Comment: Odd thing about the HW teardown - the rest of it (Score 1) 492

by stevenm86 (#31901176) Attached to: This Is Apple's Next iPhone
Shennanigans regarding Engadget vs Gizmodo (bar in Redwood City vs bar in Cupertino) aside, there is an interesting question left:
Where is the rest of the hardware teardown? All we are given is a single photo of a ribbon cable inside the phone, but none of
the shots of the chipset, PCBs, layout, etc.

More interesting still is the fact that the one (uninteresting) photo of the disassembly is named open13.jpg, implying that there
was an entire series of these shots, including juicy things like the processor, etc.

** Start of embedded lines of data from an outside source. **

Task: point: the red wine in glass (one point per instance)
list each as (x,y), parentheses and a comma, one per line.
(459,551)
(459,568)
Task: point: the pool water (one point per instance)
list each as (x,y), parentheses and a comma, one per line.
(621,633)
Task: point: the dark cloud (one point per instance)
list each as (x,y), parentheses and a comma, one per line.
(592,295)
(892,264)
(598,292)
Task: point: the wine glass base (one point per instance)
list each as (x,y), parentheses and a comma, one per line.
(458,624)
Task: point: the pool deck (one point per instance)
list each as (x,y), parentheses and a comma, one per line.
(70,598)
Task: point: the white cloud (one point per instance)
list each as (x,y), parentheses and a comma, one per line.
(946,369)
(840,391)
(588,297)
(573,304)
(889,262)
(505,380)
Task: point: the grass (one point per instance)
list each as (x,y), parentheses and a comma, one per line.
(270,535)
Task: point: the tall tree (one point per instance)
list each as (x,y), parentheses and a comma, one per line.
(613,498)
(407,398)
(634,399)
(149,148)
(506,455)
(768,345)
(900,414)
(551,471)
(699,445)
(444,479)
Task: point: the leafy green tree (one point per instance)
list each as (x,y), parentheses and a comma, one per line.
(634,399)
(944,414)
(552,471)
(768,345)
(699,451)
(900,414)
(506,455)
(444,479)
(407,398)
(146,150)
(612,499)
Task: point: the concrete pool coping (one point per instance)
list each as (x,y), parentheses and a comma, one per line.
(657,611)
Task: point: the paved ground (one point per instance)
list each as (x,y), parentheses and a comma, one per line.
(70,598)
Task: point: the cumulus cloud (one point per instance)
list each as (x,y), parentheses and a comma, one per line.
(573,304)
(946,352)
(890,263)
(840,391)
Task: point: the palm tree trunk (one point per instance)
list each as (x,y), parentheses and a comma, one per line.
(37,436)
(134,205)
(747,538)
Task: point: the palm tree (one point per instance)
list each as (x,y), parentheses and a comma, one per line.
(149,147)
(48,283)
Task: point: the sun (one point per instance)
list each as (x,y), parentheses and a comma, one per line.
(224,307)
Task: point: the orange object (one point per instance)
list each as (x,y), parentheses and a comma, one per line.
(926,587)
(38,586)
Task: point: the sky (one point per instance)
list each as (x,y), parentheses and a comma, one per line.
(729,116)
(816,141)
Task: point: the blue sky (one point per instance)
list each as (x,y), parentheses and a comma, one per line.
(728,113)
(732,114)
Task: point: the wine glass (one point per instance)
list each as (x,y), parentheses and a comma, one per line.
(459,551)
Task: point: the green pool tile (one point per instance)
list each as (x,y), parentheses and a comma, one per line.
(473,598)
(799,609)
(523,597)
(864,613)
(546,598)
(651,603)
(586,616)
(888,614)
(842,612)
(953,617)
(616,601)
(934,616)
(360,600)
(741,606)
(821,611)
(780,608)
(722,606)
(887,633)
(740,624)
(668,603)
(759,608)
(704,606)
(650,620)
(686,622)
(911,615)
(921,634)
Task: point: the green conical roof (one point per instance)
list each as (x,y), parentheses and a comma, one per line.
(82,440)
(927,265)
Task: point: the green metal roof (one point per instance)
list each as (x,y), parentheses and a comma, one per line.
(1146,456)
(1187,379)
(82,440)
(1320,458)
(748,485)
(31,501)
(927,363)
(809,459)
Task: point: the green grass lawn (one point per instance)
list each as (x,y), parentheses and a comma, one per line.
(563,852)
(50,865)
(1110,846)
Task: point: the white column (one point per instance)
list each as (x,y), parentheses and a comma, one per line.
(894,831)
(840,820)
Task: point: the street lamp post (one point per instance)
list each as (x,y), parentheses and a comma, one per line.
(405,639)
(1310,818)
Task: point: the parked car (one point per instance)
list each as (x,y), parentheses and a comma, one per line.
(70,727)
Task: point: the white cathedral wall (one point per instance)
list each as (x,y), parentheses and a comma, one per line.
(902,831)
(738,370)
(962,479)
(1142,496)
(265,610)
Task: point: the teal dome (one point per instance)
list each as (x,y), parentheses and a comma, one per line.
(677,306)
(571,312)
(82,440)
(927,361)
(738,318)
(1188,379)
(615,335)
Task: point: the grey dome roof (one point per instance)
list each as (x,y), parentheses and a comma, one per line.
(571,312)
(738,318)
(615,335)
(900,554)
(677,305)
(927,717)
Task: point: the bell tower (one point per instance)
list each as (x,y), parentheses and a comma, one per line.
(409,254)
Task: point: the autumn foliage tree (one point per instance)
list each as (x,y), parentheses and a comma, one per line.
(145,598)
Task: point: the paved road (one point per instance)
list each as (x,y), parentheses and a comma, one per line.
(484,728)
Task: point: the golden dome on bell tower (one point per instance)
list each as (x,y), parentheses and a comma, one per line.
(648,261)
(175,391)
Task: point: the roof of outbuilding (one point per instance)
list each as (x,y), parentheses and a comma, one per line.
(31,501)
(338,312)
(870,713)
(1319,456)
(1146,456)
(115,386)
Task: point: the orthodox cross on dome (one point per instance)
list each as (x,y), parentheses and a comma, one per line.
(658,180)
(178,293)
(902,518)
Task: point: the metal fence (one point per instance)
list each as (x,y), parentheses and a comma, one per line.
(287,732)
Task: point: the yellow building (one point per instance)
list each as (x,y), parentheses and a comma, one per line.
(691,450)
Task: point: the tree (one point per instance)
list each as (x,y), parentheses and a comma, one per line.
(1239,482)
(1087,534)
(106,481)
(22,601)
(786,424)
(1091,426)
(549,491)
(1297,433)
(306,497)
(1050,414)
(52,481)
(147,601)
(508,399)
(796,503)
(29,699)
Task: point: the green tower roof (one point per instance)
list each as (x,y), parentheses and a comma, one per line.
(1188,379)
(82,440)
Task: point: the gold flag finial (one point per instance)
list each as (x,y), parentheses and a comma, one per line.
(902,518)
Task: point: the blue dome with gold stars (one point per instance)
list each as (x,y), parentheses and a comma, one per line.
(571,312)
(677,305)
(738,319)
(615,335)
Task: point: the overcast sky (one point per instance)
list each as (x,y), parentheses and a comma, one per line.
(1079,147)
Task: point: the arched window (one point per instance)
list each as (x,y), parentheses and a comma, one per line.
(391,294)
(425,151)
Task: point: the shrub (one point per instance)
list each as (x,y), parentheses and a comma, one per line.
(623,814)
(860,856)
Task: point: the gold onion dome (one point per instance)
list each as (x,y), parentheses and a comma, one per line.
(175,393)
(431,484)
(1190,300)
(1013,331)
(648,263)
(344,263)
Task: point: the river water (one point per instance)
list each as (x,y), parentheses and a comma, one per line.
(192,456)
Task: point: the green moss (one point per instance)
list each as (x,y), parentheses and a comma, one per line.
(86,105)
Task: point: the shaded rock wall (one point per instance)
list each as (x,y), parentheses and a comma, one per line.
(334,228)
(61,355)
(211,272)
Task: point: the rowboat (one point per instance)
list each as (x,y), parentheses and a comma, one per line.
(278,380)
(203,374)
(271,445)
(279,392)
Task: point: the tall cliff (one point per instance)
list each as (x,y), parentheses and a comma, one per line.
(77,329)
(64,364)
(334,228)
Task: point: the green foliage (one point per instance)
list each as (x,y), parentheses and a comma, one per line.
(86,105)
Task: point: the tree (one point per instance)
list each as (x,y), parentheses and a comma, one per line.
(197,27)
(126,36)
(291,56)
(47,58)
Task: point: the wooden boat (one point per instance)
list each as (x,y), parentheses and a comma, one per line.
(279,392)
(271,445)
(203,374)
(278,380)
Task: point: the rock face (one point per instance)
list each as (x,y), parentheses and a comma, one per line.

Why are these photos missing? Careless omission, or is something else going on here?

Just my $0.02.

Comment: Scam site is google-ranked higher than google's. (Score 1) 291

by stevenm86 (#30370034) Attached to: Google Chrome Extensions Are Now Available
Well... It appears that the first google hit for 'chrome add-ons' links to mychromeaddons.com
This site is made to look like google's, but is LITTERED WITH ADS. The whois information reveals it's a third-party site.
The OFFICIAL chrome add-on site also does list an AdBlock extension, but something is fishy about it. When trying to install it, Chrome warns that "this extension is trying to access your data on api.flickr.com." What the hell?

We'll see if and how Google will try to combat these issues...

Comment: Silver lining, or nuke it from orbit? (Score 1) 439

by stevenm86 (#30117954) Attached to: Apple Patents "Enforceable" Ad Viewing On Devices
Would apple seriously ever consider USING such a thing? It would be most terrible. But of course, apple is so obsessed with its image that I doubt they would ever employ this technology.
Of course, having a patent on this atrocious god-awful piece of work will effectively prevent other, less image-conscious vendors from doing similar things, which might mean (could it be?) less intrusive advertising on other platforms.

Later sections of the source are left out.